This is one VERY SIMPLE way of working out how much to ask for and is for illustration purposes, how you negotiate your salary is entirely up to and I take no responsibility: - 

Work out your current outgoings (COut)
Work out the projected outgoings (POut)
Percentage Cost of Living Change (%COLC) (as a decimal 1.2 = 120%)
Current Tax Burden (CTax)
Projected Tax Burden (PTax)
Current Savings (CSav)
Projected Savings (PSav)

(POut + FTax)/(Cout + CTax) = %COLC (%Cost of living change)

So for example, if outgoings per month are $2000 and projected outgoings are $3000 and you want to increase the amount you save from $250 to $500 per month:

(POut + PTax + PSav)/(Cout + CTax + CSav) = %COLC 
($3000 + $0 + $500)/($2000 + $500 + $250) = 1.3 (to 1dp)

Apply this to your salary and it will give an indication of how much you need to have roughly the SAME quality of life

Current Salary * %COLC = Comparative salary
$50000 * 1.3 = $65,000

You shouldn't really be asking for any less than this figure and depending on your circumstances should question whether to take the position up if the offered salary is less than this. Naturally if the comparative salary comes out less than your current salary you'll be better off anyway - Bonus!

Now you want to start thinking about how much you're worth:

Consider qualifications, years experience and your field and give it a percentage, ask people senior to you if possible what they get paid (if they'll tell you)

20% increase would be 1.2

Comparative salary * percentage increase requested = Asking salary 
$65000 * 1.2 = $78000

And there you have it.

To research cost of living, get a recent bank statement, bills and reciepts for a month and then research how much it would cost for all those things here. Useful indicators are Food Prices (look at online supermarkets), Fuel Prices, and Rent.

Rent is very high in Dubai so check out Dubai Property for Sale and Rent, Jobs in Dubai, Dubai Classifieds for the kind of property you want and then work to a budget that will allow you to afford it - don't forget to add the fees and deposits. 

Some things are require to be paid up front, Annually!
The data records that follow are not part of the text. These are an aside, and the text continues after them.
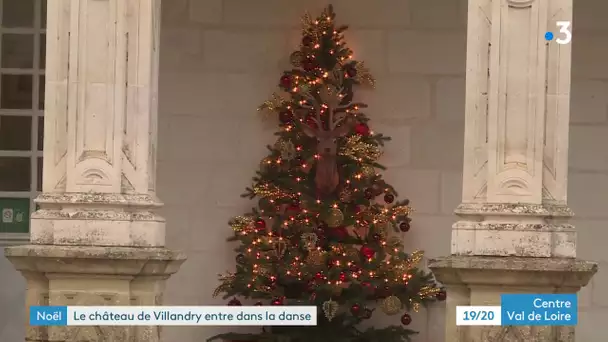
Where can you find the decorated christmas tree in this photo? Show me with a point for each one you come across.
(327, 228)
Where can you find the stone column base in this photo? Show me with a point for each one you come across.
(77, 275)
(474, 280)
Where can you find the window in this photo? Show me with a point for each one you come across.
(22, 61)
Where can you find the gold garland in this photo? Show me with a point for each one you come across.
(226, 282)
(239, 223)
(276, 103)
(270, 190)
(358, 150)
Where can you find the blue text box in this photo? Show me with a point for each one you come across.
(539, 309)
(48, 315)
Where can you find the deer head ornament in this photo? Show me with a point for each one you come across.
(329, 104)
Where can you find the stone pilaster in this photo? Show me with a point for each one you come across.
(96, 238)
(513, 233)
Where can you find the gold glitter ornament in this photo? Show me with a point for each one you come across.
(274, 104)
(330, 309)
(392, 305)
(265, 164)
(346, 195)
(368, 171)
(280, 247)
(334, 218)
(383, 227)
(296, 58)
(310, 240)
(356, 149)
(364, 77)
(240, 223)
(286, 148)
(316, 258)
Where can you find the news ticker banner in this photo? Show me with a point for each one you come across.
(523, 310)
(515, 309)
(173, 315)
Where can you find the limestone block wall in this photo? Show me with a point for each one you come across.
(221, 58)
(588, 181)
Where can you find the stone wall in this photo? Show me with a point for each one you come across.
(221, 58)
(588, 180)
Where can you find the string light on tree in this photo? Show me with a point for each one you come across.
(323, 230)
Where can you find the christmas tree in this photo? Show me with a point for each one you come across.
(326, 228)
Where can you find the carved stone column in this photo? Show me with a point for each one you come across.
(513, 234)
(96, 238)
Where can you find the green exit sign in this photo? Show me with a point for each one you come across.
(15, 215)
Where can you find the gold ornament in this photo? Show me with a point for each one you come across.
(346, 195)
(363, 75)
(263, 270)
(330, 309)
(240, 223)
(383, 227)
(280, 247)
(265, 164)
(310, 240)
(276, 103)
(392, 305)
(353, 253)
(286, 148)
(361, 151)
(368, 171)
(335, 218)
(296, 58)
(316, 258)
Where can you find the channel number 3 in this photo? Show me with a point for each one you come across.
(564, 29)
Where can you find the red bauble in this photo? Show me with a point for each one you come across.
(406, 319)
(310, 121)
(362, 129)
(307, 40)
(367, 252)
(286, 117)
(351, 72)
(260, 224)
(339, 233)
(404, 226)
(309, 65)
(286, 82)
(234, 302)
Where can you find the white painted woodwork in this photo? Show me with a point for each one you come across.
(100, 125)
(516, 132)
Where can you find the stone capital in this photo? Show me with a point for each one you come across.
(97, 276)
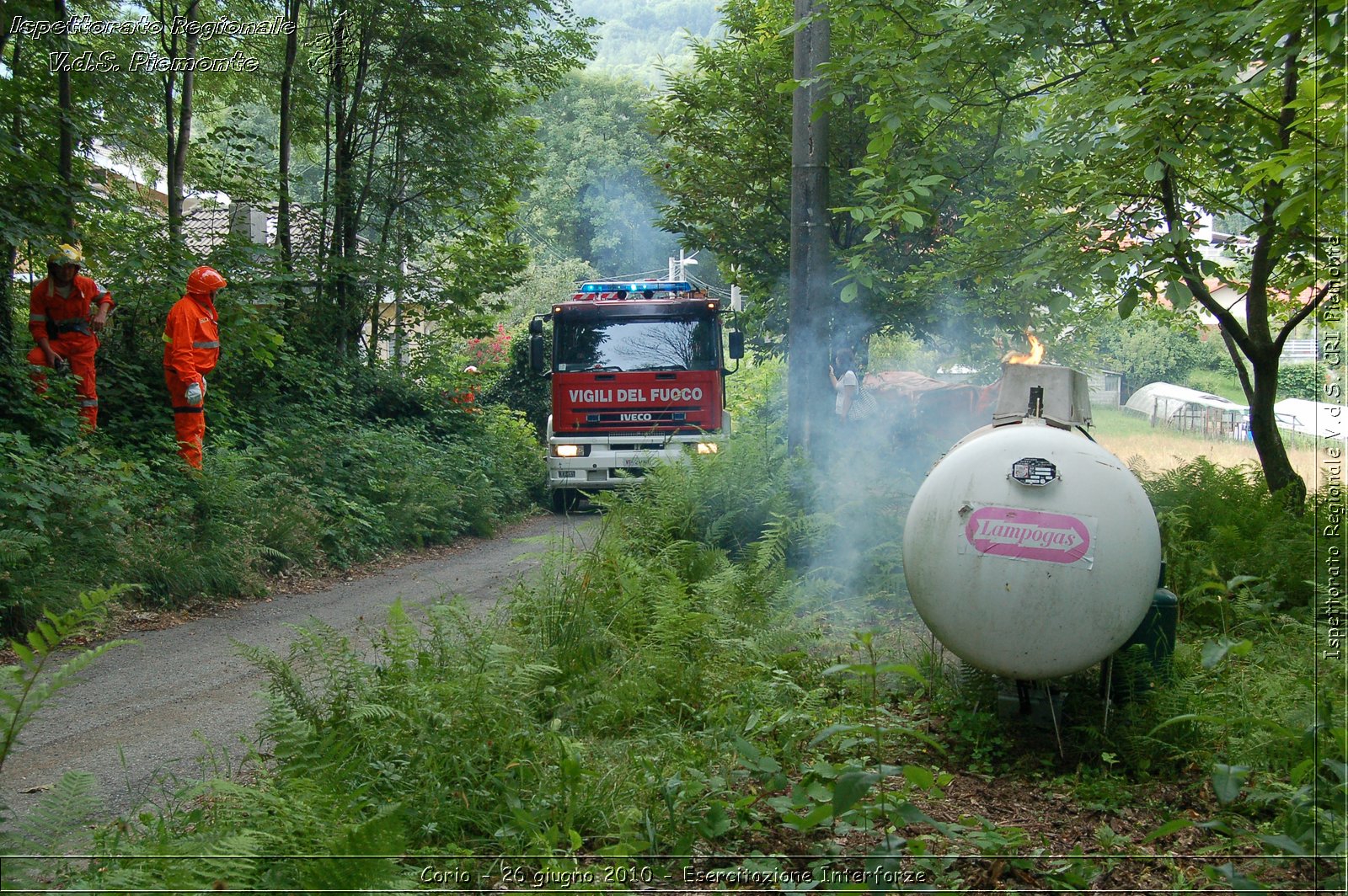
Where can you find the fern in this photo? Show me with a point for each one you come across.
(26, 687)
Make sure you factor that in by having some savings to cover costs initially or negotiate with your company to provide this.

...and finally don't forget to include education and health costs in your equations.

There maybe other stuff that I've missed but I am sure other people will add to this.

HTH...and that my English was to a reasonably good standard.


----------



## Maz25

Who''s writing essays now???? My poor head is spinning!


----------



## crazymazy1980

Maz25 said:


> Who''s writing essays now???? My poor head is spinning!


I put some calculations in it for you


----------



## gnomes

I bet goodkarma is well confused thanks to crazymazy!!


----------



## crazymazy1980

Got to find something to fill my lunchbreak during Ramadhan


----------



## rraheempm

Thank u very much Crazymazy for your value added solution for my dubai moving.


----------



## crazymazy1980

rraheempm said:


> Thank u very much Crazymazy for your value added solution for my dubai moving.


No problems, happy to help


----------



## KayPee

just read this thread, very well though out, very informative. nice one crazymazy


----------



## Mara

Thank-you, this was great ive been wondering the same thing regarding salary to ask for.


----------



## amaslam

I have to commend you on this formula . I know some people run scared of the numbers  but Dubai and the UAE in general has such staggering costs (i.e. the annual rent > than salary in most countries) that it needs to be done.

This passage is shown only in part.